Получившуюся в итоге книгу можно было бы
охарактеризовать в терминологии драматурга Бертольда Брехта (1898—1956) как lehrstücke, «учебную пьесу». Это своего рода
экспериментальное, учебное произведение, в котором актеры принимают на себя
роли, входят в состояния и демонстрируют поведение, выходящее за рамки
привычного разграничения сцены и зрителя, идеи, образа, события и реальности,
факта и вымысла. Брехт провозгласил, что реализм должен не механически
воспроизводить действительность, а показывать ее такой, какой она должна быть.
Этот принцип вполне можно отнести к библейским притчам. Притча о добром
самарянине куда больше рассказывает нам о реальности и о человеческом идеале,
чем могло бы рассказать журналистское сообщение о разбойном нападении,
произошедшем на дороге в Иерихон.
В книге Гурджиева автор становится и
главным действующим лицом, и повествователем, а фрагменты его жизненного опыта,
фантазий, мыслей и вычитанных идей — а также то, как он интерпретирует фантазии
и ожидания своих читателей, — оживают в лице персонажей и начинают играть свои
роли.
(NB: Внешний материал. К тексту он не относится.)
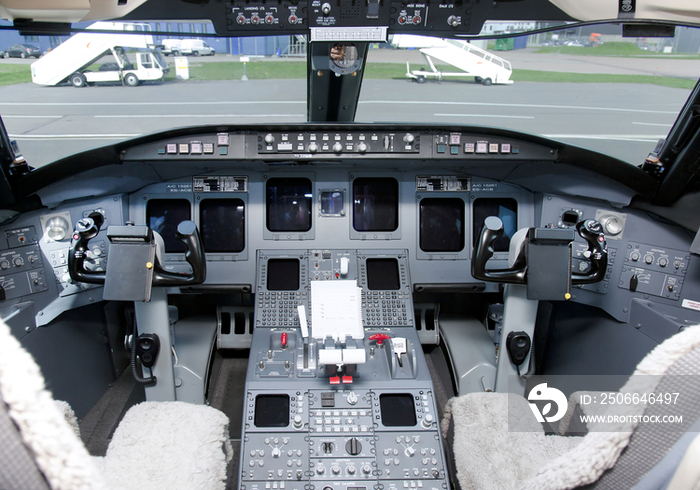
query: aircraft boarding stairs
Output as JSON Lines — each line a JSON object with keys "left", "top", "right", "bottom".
{"left": 396, "top": 35, "right": 514, "bottom": 85}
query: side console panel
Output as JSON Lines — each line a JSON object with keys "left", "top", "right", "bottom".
{"left": 0, "top": 195, "right": 127, "bottom": 327}
{"left": 539, "top": 195, "right": 700, "bottom": 329}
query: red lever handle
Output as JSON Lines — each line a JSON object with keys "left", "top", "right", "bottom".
{"left": 281, "top": 332, "right": 288, "bottom": 347}
{"left": 369, "top": 333, "right": 391, "bottom": 345}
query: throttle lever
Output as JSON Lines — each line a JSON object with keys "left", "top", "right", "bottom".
{"left": 572, "top": 219, "right": 608, "bottom": 284}
{"left": 68, "top": 217, "right": 106, "bottom": 284}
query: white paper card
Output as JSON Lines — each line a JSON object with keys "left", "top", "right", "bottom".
{"left": 311, "top": 280, "right": 363, "bottom": 341}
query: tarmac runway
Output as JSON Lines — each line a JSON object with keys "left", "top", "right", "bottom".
{"left": 0, "top": 49, "right": 693, "bottom": 168}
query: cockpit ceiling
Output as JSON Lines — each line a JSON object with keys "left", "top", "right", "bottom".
{"left": 2, "top": 0, "right": 700, "bottom": 28}
{"left": 549, "top": 0, "right": 700, "bottom": 23}
{"left": 0, "top": 0, "right": 147, "bottom": 23}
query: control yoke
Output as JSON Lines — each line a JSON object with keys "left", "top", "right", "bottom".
{"left": 472, "top": 216, "right": 608, "bottom": 287}
{"left": 69, "top": 219, "right": 206, "bottom": 295}
{"left": 151, "top": 220, "right": 206, "bottom": 287}
{"left": 68, "top": 217, "right": 106, "bottom": 284}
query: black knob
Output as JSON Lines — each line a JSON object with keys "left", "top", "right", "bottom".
{"left": 346, "top": 437, "right": 362, "bottom": 455}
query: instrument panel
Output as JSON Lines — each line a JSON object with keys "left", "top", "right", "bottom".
{"left": 0, "top": 126, "right": 697, "bottom": 332}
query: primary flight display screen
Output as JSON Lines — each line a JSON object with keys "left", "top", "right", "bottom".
{"left": 353, "top": 178, "right": 399, "bottom": 232}
{"left": 366, "top": 258, "right": 400, "bottom": 290}
{"left": 473, "top": 198, "right": 518, "bottom": 252}
{"left": 199, "top": 199, "right": 245, "bottom": 253}
{"left": 419, "top": 198, "right": 465, "bottom": 252}
{"left": 267, "top": 258, "right": 300, "bottom": 291}
{"left": 266, "top": 178, "right": 312, "bottom": 232}
{"left": 146, "top": 199, "right": 191, "bottom": 253}
{"left": 379, "top": 394, "right": 417, "bottom": 427}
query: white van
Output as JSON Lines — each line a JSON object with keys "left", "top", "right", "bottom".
{"left": 161, "top": 39, "right": 182, "bottom": 56}
{"left": 180, "top": 39, "right": 215, "bottom": 56}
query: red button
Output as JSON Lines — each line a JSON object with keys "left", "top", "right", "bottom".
{"left": 330, "top": 376, "right": 341, "bottom": 385}
{"left": 342, "top": 376, "right": 353, "bottom": 384}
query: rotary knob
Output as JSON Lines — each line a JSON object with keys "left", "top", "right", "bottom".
{"left": 308, "top": 142, "right": 319, "bottom": 153}
{"left": 333, "top": 142, "right": 343, "bottom": 153}
{"left": 293, "top": 414, "right": 303, "bottom": 429}
{"left": 357, "top": 142, "right": 368, "bottom": 153}
{"left": 13, "top": 256, "right": 24, "bottom": 267}
{"left": 331, "top": 466, "right": 341, "bottom": 475}
{"left": 630, "top": 251, "right": 640, "bottom": 261}
{"left": 347, "top": 391, "right": 358, "bottom": 405}
{"left": 316, "top": 465, "right": 326, "bottom": 475}
{"left": 347, "top": 466, "right": 356, "bottom": 475}
{"left": 403, "top": 133, "right": 415, "bottom": 144}
{"left": 421, "top": 413, "right": 434, "bottom": 428}
{"left": 346, "top": 437, "right": 362, "bottom": 456}
{"left": 361, "top": 464, "right": 371, "bottom": 475}
{"left": 0, "top": 259, "right": 9, "bottom": 270}
{"left": 264, "top": 133, "right": 275, "bottom": 144}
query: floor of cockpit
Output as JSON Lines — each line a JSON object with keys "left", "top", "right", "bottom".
{"left": 79, "top": 369, "right": 146, "bottom": 457}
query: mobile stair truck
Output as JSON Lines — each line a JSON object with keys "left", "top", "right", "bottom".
{"left": 31, "top": 22, "right": 169, "bottom": 87}
{"left": 394, "top": 34, "right": 513, "bottom": 85}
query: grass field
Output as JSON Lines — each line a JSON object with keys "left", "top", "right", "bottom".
{"left": 1, "top": 58, "right": 695, "bottom": 90}
{"left": 0, "top": 64, "right": 32, "bottom": 86}
{"left": 534, "top": 42, "right": 700, "bottom": 59}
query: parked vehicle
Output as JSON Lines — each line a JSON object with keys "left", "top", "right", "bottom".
{"left": 3, "top": 43, "right": 41, "bottom": 58}
{"left": 180, "top": 39, "right": 215, "bottom": 56}
{"left": 30, "top": 21, "right": 169, "bottom": 87}
{"left": 161, "top": 38, "right": 183, "bottom": 56}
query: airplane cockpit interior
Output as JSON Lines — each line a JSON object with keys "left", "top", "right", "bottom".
{"left": 1, "top": 0, "right": 700, "bottom": 489}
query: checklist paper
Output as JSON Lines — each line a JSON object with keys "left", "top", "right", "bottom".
{"left": 310, "top": 280, "right": 364, "bottom": 341}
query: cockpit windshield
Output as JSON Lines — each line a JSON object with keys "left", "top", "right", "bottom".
{"left": 1, "top": 20, "right": 697, "bottom": 167}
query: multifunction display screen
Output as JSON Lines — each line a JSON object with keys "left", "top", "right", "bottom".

Гурджиев вторит им на протяжении всей книги. Как мы узнаем позднее, такой
метод повествования был почерпнут им из детства. Отец Гурджиева был ашугом
— сказителем-бардом, развлекавшим жителей Закавказья исполнением древних
легенд. Благодаря ашугам, владевшим мастерством пения и стихосложения,
виртуозам искусства «театра одного актера», оживали древние легенды и народные
сказания; вековая мудрость представала перед зрителем в хитросплетениях
импровизированных ритмов и мелодий. Иван Иванович (кажется, так звали отца
Гурджиева), как и ставший впоследствии известным его сын, никогда не испытывал
недостатка в зрителях; он умел увлечь аудиторию. Магия слова и
музыки служили здесь и целью, и средством: сказитель старался дотянуться до
самых потаенных уголков души зрителя, будил его доселе дремавшее воображение,
как индивидуальное, так и коллективное; добивался, чтобы оно стало и
установкой, и обстановкой для оживших сказаний, которые ашуг черпал из
архетипических образов, порожденных тысячелетиями копившегося человеческого
опыта. Очевидно, что Гурджиева привлекали актеры, танцоры, музыканты,
художники, антрепренеры и сказители — все те, кто тонко чувствует силу символа
и знает способы его зашифровки в искусственно созданной среде. Актеры на лету
схватывают дух гурджиевских произведений, в то время как умы более прозаичные,
порой более тревожные, — а именно такие составляли большинство учеников и
последователей Гурджиева, — бесплодно, порой годами, бьются над его загадками.
Такие люди воспринимают манеру Гурджиева сгущать краски чересчур серьезно,
вечно воспринимая «Черного Дьявола» чересчур буквально, возможно — чересчур
почтительно.
Науку Гурджиев воспринимал как
средневековый маг, а не как современный ученый. Он едва скрывал свое презрение
к тому, что сегодня называют, подумать только, высшим образованием! Лично у
меня сложилось впечатление, что Гурджиев так вскидывался, едва речь заходила об
университетском образовании, потому что сам диплома так и не получил. В
результате в его работах то и дело встречаются страстные нападки на тех, кого
он называл «умниками», — довольно обидное слово, появляющееся как в его книгах,
так и в устных выступлениях с поразительной, порой утомительной настойчивостью.
Последователи подхватили и распространили это выражение, чтобы с высот
самопровозглашенного образования уничтожать им критиков. Под «умниками»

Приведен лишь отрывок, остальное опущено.